Harley, la serie del cuore (a due cilindri)

Il 1903 è l'anno di nascita del mito. Quando l'ambizione tutta moderna di trasformare una semplice bicicletta in un veicolo a motore porrà le basi per quella leggenda in cui noi biker siamo ancora totalmente immersi.

Immaginiamo cosa potesse essere Milwaukee, Wisconsin, all'inizio del secolo scorso. Case, artigiani, un'università e soprattutto tanta campagna. Ma il Novecento è soprattutto il tempo delle invenzioni e del definitivo ingresso nell'era della meccanica e dell'industrializzazione. Qui due ragazzi, Arthur Davidson e Bill Harley amici fin dall'infanzia, sognano di creare una moto diversa da tutte le altre, un mezzo potente in grado di trainare un trattore e di vincere le gare di velocità. Sono persone umili, non hanno abbastanza denaro, le famiglie osteggiano il loro progetto folle e visionario, anche se in città ci sono già dei competitor agguerriti.

Non resta che scrivere a Walther, il fratello di Davidson, la cui casa è stata espropriata da arroganti costruttori, per farsi aiutare. E lui investe tutto quello che ha perché ci crede davvero, anzi sarà proprio lui a voler guidare la moto nelle prime sfide.

Un'epopea bellissima che racchiude il sogno americano, costellata di difficoltà, fallimenti, abbandoni, ripensamenti, dolore fino al trionfo. Soprattutto racconta le origini della moto, che a distanza di 113 anni non ce ne vogliano giapponesi, italiani, tedeschi e inglesi - resta la più bella e la più famosa del mondo.

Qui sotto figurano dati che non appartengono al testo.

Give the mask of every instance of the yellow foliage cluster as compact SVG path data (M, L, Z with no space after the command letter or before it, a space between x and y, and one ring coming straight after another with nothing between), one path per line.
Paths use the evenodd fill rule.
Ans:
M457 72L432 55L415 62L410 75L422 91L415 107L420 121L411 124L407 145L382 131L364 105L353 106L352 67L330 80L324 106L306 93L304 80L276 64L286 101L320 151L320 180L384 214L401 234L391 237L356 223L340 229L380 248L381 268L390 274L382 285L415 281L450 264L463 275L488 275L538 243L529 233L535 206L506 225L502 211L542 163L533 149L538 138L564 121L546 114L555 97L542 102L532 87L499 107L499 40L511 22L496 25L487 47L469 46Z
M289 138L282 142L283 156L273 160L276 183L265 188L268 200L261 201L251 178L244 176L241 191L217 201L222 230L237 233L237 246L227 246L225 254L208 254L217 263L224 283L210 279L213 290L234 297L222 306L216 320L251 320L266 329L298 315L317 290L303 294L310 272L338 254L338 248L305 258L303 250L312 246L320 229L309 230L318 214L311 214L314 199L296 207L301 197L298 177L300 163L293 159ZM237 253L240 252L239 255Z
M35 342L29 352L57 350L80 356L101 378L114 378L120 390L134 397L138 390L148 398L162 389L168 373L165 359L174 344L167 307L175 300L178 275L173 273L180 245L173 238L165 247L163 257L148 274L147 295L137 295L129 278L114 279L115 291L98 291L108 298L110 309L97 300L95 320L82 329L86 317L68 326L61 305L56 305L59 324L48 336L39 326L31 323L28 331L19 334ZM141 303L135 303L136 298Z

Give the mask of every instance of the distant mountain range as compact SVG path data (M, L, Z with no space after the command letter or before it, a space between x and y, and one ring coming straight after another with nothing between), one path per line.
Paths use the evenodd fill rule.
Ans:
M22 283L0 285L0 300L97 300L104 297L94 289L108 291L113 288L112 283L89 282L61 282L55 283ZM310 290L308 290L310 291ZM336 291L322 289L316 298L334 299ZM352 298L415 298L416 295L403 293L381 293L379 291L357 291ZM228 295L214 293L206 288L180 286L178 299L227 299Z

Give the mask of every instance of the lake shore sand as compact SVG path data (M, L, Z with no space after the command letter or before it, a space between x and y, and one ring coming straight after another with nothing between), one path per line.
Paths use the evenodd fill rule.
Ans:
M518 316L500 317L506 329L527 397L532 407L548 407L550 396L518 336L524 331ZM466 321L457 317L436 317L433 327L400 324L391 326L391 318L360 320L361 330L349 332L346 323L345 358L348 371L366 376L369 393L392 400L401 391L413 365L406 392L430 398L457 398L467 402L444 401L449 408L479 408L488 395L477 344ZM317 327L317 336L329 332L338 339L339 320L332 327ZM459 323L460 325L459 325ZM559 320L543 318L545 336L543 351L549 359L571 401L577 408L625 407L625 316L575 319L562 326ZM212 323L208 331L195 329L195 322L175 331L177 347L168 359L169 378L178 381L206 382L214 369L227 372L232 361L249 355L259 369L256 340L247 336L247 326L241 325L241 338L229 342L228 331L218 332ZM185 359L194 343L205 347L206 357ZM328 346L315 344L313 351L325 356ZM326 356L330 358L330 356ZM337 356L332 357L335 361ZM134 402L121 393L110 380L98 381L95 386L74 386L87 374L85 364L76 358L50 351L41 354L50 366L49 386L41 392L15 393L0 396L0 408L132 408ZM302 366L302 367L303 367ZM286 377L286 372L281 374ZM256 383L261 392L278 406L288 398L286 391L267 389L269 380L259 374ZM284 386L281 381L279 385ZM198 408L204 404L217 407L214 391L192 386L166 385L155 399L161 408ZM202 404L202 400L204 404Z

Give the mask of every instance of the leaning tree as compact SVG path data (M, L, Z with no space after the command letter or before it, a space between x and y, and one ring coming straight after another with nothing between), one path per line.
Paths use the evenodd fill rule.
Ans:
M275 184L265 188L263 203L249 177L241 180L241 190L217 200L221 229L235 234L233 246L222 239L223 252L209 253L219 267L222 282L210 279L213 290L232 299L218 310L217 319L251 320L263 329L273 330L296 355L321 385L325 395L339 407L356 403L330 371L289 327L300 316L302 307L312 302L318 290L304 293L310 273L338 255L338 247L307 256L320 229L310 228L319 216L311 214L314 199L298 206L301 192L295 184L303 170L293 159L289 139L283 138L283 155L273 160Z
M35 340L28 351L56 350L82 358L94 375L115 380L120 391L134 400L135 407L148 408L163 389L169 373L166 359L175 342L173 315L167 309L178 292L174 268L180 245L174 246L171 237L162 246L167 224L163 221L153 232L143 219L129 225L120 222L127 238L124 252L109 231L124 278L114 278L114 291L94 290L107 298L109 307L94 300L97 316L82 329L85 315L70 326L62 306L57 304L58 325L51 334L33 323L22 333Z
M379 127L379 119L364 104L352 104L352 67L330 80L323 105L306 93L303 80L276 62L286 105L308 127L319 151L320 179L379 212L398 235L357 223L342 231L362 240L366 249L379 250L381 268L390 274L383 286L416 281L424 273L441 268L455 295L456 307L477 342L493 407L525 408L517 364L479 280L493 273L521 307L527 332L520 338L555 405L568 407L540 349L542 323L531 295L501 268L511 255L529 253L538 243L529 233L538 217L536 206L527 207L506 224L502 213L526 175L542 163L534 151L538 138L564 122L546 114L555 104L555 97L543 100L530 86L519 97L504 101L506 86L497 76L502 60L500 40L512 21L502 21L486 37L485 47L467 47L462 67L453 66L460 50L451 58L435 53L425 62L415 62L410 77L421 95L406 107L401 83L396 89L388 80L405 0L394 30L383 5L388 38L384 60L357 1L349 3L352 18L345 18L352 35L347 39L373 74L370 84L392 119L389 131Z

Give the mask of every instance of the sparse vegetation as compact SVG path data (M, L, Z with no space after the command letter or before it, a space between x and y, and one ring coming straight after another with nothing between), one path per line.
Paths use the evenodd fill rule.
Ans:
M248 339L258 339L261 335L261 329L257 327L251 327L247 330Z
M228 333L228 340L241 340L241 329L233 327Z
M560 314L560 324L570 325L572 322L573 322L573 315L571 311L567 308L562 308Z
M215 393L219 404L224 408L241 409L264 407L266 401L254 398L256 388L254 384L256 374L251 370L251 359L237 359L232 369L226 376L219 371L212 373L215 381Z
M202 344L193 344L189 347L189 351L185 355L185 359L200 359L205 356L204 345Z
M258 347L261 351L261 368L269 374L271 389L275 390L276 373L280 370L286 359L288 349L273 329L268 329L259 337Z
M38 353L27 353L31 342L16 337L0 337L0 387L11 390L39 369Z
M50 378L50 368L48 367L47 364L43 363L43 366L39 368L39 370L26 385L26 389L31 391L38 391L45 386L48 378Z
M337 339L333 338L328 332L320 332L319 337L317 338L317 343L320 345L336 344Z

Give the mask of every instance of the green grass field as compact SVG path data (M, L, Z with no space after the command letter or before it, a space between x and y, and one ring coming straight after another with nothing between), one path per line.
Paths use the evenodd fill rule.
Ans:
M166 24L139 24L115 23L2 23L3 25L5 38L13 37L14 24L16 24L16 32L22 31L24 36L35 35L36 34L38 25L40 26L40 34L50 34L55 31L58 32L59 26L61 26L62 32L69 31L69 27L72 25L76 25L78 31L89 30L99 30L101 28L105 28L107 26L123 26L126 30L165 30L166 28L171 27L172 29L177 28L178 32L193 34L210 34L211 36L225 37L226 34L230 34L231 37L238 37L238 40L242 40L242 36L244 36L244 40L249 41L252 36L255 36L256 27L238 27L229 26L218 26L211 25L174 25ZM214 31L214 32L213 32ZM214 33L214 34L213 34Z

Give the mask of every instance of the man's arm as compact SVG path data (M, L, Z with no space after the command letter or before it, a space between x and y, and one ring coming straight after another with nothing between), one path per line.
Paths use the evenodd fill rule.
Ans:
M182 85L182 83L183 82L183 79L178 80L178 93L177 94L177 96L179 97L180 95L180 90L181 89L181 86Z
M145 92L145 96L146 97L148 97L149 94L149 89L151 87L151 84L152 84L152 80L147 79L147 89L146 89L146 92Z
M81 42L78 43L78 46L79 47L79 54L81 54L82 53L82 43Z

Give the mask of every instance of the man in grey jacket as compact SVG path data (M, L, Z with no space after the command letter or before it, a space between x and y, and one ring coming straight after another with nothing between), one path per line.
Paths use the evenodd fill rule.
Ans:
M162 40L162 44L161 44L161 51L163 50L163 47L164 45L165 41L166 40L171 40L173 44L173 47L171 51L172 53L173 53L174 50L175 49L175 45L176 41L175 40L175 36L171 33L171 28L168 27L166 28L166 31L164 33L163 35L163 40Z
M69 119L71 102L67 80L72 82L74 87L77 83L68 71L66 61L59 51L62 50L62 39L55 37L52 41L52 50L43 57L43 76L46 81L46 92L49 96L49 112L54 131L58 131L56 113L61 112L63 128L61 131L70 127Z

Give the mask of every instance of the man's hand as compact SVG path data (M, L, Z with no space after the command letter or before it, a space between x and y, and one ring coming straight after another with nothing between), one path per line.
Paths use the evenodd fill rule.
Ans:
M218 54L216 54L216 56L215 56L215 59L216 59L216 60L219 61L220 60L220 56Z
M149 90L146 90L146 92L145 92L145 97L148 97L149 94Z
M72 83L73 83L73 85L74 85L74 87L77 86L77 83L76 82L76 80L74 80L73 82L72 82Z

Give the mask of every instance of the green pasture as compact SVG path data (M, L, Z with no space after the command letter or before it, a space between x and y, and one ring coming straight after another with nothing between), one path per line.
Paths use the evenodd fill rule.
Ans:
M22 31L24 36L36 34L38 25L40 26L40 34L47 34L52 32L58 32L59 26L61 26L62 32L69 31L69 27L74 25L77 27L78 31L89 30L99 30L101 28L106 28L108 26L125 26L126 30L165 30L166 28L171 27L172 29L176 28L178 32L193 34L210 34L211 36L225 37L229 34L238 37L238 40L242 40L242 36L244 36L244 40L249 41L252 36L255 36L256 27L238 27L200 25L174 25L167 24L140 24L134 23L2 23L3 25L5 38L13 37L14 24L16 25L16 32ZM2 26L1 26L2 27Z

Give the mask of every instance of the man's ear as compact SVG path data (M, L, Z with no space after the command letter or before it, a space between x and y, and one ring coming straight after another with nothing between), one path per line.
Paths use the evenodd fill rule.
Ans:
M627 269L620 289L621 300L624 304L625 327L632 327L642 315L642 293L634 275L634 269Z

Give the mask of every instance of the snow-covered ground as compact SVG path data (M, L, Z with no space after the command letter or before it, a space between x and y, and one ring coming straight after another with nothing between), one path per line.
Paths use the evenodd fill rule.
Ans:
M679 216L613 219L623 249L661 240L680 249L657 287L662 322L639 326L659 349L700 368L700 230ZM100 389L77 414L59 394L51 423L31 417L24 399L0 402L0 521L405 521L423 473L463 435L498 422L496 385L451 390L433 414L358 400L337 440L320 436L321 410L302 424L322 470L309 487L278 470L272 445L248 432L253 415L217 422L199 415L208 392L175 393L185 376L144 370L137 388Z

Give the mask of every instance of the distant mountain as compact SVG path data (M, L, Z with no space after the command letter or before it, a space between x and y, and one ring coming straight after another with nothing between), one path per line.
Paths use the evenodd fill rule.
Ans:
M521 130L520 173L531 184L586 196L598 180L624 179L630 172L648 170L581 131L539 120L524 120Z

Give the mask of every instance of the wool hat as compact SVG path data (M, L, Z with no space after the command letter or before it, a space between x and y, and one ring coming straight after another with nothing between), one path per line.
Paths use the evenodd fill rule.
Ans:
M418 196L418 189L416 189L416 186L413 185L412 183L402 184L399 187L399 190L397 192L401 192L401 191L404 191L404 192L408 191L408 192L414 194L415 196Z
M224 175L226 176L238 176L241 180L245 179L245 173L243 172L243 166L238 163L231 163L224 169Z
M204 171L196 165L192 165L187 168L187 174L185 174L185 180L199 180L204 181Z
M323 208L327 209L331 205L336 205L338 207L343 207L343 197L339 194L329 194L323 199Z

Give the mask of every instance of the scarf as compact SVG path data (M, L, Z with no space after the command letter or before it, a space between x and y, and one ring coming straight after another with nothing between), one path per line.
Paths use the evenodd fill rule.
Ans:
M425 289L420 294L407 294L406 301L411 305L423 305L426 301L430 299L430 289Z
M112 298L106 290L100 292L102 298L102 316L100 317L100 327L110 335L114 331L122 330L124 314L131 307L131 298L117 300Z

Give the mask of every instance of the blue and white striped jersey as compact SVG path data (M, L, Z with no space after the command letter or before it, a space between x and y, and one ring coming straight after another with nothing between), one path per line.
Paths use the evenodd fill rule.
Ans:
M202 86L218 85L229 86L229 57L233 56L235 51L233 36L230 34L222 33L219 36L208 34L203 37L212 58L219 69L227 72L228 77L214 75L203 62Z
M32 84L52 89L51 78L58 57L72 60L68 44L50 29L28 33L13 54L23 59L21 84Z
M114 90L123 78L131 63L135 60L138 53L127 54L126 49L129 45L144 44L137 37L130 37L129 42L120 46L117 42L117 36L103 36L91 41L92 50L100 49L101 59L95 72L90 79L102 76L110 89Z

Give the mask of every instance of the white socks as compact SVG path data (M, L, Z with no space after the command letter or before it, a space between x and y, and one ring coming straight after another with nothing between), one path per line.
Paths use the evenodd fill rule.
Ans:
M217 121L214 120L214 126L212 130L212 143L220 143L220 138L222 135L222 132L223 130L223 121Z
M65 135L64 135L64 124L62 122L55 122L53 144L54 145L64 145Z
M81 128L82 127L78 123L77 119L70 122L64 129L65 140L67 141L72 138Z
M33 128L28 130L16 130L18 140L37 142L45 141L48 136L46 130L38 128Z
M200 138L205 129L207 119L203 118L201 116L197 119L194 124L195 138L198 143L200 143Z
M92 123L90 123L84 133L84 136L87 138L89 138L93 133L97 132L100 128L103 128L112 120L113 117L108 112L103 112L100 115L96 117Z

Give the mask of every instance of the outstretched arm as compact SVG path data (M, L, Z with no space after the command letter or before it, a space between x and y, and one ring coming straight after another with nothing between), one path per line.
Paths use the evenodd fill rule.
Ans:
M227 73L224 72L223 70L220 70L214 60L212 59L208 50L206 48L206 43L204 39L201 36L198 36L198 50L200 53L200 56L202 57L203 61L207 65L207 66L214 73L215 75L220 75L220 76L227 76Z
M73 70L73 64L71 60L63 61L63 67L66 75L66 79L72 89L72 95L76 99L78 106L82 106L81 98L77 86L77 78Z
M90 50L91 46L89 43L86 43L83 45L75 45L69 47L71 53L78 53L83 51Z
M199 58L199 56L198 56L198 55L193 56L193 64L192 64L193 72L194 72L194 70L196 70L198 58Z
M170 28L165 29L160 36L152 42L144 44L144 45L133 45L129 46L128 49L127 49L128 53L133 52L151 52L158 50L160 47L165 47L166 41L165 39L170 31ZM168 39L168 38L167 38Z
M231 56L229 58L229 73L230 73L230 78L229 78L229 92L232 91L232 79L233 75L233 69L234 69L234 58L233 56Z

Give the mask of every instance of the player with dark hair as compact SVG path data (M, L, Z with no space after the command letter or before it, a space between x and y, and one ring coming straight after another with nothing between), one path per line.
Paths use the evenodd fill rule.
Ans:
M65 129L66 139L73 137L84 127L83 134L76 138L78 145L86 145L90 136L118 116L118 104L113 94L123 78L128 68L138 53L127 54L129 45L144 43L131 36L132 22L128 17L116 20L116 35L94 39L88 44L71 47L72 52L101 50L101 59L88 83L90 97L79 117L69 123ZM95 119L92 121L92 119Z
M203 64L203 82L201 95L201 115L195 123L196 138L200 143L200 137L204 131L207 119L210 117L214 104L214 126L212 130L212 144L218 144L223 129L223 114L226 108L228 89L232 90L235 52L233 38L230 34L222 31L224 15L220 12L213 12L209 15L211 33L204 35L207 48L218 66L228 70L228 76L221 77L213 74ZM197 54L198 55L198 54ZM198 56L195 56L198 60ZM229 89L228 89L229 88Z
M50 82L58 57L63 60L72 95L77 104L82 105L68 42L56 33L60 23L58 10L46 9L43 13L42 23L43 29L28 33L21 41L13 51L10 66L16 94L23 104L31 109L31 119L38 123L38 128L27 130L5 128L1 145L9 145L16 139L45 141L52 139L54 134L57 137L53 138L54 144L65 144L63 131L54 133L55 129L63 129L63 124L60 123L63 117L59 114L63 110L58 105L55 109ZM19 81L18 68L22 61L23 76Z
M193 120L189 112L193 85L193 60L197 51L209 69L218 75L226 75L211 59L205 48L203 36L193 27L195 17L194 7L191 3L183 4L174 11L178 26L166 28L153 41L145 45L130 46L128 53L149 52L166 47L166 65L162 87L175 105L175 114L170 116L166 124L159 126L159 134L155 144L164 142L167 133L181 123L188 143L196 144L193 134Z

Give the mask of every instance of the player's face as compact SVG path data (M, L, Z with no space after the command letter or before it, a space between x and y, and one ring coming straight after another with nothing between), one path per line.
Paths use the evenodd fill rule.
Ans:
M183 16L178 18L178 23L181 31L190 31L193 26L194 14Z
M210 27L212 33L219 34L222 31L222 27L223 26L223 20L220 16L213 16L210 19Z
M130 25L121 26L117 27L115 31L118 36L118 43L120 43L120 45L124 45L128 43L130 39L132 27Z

Quando questi tre ragazzi vedono materializzarsi la loro utopia con l'allestimento della nuova officina e lo svelarsi del marchio Harley Davidson, chiunque abbia un cuore a due cilindri non potrà che commuoversi. Perché fin dai primordi, questa moto ha un'anima in grado di battere le ben più titolate Indian.

Harley and The Davidsons è la mini serie in tre puntate, trasmessa in queste settimane su DMAX (canale 52 digitale terrestre) che gli appassionati delle due ruote attendevano. Asciutta, senza la retorica biker e il cuoio nero di Sons of Anarchy, mette comunque in luce quella diversa filosofia di vita che è alla base di ogni harlista dallo spirito libero, ribelle e selvaggio. L'edizione italiana, dopo il gran successo americano, è introdotta dal commento di Max Pezzali, che all'Harley ha tributato più di un omaggio sentimentale. Molto bravi gli attori protagonisti: Michiel Hiusman e Bugg Hall sono i fratelli Davidson, Robert Aramayo interpreta Bill Harley.

Nonostante la bella stagione volga al termine, dopo Harley and The Davidsons il nostro fedele ferro ha ancora voglia di scorrazzare per le strade, a rinverdire i fasti di un'epica davvero intramontabile.